Angebot von Siemens abgelehnt: Klimaaktivistin Neubauer macht das einzig Richtige

„Fridays-for-Future“-Aktivistin Neubauer bringt Siemens-Chef Kaeser mit ihrer Absage an sein durchsichtiges Angebot in Verlegenheit. Sehr gut. Ein Zwischenruf.

Ein Zwischenruf von Ariane Bemmer

Gibt es noch jemanden, der Luisa Neubauer nicht feiern möchte? Abgesehen vom Siemens-Chef natürlich, der bedauert, dass sie den Aufsichtsratsposten ablehnt, den er ihr in der Unternehmenstochter Siemens Energy freiräumen wollte.

Alles, was Neubauer sagt, ist bekannt

Statt auf dieses Angebot einzugehen, brachte die 23-jährige Klimaaktivistin mit ihrer Absage abermals Kaeser in Zugzwang. Denn Neubauer bat darum, den ihr angebotenen Posten einem Vertreter von "Scientists for Future" zu geben. Das lehnte Kaeser am Sonntag ab. Er brauche keine weiteren Experten, sondern „Leadership“.

Sein Angebot an Neubauer sah schlimmstenfalls aus wie ein Versuch, Kritiker einzukaufen, damit sie die Geschäfte nicht länger stören – und bestenfalls wie eine durchsichtige PR-Nummer. Wenn Kaeser denn so viel von Klimaschutz und nachhaltigen Investitionen hält, wie er nach dem Gespräch mit Luisa Neubauer am Freitag bekundete, warum handelt er dann nicht entsprechend?
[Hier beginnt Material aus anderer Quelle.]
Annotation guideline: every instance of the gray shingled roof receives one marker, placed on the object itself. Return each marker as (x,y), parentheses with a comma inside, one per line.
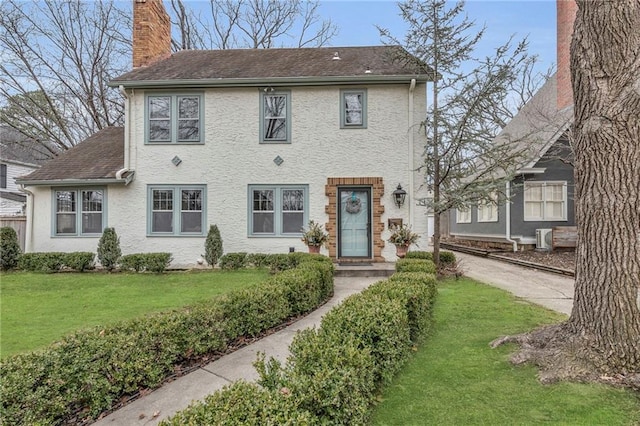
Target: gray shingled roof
(538,124)
(97,158)
(307,64)
(15,147)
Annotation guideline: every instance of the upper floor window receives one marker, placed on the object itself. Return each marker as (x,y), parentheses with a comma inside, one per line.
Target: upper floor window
(176,210)
(275,117)
(277,210)
(79,212)
(3,176)
(174,118)
(545,201)
(353,109)
(488,209)
(463,215)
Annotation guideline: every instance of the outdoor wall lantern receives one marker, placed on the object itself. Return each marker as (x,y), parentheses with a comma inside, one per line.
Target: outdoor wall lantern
(399,195)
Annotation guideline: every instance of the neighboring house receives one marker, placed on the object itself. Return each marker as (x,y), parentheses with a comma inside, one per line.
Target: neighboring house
(542,194)
(18,156)
(258,142)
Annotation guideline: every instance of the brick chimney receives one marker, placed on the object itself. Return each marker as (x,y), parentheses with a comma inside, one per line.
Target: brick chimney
(566,14)
(151,32)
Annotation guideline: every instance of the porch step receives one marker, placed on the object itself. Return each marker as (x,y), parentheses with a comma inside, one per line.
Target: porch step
(365,270)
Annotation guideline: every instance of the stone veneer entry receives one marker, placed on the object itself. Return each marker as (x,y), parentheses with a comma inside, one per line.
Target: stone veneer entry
(377,191)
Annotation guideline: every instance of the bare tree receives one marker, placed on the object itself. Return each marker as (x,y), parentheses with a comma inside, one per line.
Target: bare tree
(463,163)
(228,24)
(601,339)
(57,59)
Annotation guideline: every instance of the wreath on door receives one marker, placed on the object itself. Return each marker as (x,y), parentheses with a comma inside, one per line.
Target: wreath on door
(353,205)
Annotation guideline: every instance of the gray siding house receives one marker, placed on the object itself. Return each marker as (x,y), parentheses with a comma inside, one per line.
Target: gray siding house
(541,196)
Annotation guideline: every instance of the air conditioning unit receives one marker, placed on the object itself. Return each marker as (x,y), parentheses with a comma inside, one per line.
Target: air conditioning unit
(543,238)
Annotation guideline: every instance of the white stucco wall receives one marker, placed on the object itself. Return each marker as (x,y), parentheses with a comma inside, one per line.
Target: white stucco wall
(232,158)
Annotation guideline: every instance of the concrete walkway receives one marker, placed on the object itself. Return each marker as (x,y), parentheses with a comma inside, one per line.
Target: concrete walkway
(177,395)
(550,290)
(546,289)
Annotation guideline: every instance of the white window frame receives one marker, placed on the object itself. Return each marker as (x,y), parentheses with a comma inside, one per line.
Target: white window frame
(463,215)
(264,94)
(176,210)
(544,201)
(174,118)
(488,210)
(344,122)
(78,211)
(278,210)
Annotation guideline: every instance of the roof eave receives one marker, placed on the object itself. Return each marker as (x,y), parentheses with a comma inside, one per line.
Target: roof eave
(72,182)
(279,81)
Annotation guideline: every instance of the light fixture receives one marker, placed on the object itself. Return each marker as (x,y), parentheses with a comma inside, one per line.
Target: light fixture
(399,195)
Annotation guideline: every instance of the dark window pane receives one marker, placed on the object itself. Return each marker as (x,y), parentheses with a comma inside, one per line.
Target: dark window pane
(160,130)
(189,108)
(263,223)
(159,107)
(66,201)
(92,223)
(292,223)
(191,222)
(162,222)
(65,223)
(188,130)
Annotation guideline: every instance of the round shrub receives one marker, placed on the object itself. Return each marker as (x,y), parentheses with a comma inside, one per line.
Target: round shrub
(109,249)
(213,246)
(9,248)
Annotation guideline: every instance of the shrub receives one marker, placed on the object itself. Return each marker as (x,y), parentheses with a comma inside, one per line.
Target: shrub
(79,261)
(425,255)
(213,246)
(132,262)
(233,261)
(9,248)
(42,262)
(415,265)
(244,403)
(90,371)
(109,249)
(447,258)
(150,262)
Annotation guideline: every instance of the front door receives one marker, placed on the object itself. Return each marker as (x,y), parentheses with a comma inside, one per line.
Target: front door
(354,217)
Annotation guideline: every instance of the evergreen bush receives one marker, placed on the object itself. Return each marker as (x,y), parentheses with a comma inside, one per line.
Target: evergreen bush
(9,248)
(109,249)
(213,246)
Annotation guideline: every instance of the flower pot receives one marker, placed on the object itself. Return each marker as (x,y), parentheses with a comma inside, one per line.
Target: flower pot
(401,251)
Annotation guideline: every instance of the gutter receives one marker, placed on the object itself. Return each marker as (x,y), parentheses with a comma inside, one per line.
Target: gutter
(278,81)
(29,231)
(508,218)
(127,133)
(412,87)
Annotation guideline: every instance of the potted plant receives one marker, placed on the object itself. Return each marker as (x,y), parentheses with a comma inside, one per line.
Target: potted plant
(402,237)
(314,236)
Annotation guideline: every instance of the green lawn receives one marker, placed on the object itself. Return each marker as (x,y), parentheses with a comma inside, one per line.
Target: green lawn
(455,378)
(38,309)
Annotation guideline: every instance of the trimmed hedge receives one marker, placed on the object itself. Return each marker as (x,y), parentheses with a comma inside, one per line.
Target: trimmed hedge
(446,257)
(79,261)
(150,262)
(89,371)
(415,265)
(334,372)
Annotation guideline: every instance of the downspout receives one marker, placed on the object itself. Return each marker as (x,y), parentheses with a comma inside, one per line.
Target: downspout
(29,228)
(507,206)
(412,87)
(127,131)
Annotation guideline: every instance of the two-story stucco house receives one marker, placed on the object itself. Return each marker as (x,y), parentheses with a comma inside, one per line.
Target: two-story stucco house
(258,142)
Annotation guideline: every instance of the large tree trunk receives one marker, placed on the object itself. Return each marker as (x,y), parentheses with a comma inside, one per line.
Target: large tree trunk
(605,66)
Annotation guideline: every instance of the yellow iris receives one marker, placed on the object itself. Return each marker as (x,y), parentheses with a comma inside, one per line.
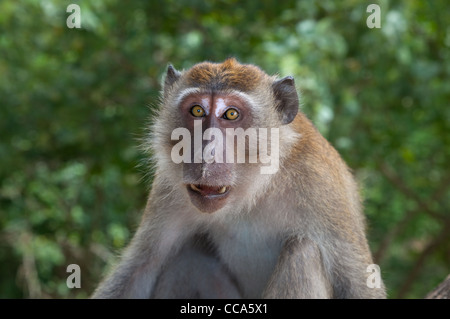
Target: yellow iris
(197,111)
(231,114)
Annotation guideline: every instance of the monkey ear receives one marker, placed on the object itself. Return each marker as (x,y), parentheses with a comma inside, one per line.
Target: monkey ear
(172,76)
(286,98)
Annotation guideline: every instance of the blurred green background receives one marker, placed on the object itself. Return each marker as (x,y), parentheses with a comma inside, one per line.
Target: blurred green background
(75,102)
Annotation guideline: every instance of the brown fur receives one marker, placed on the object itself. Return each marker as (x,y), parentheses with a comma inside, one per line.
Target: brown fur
(227,75)
(299,233)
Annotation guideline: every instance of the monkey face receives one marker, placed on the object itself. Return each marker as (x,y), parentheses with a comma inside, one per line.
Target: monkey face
(210,170)
(211,134)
Das würde allerdings eine Abkehr von betriebswirtschaftlichen Egoismusstrategien bedeuten und eine Fokusverschiebung auf Gemeinwohlinteressen.

Fest steht: Siemens braucht Neubauer nicht. Alles, was sie und alle anderen Aktivisten von "Fridays for Future" permanent wiederholen, ist bekannt: sämtliche Studien zur Klimaentwicklung, sämtliche Forderungen, sämtliche Szenarien. Man müsste sie nur mal ernst nehmen.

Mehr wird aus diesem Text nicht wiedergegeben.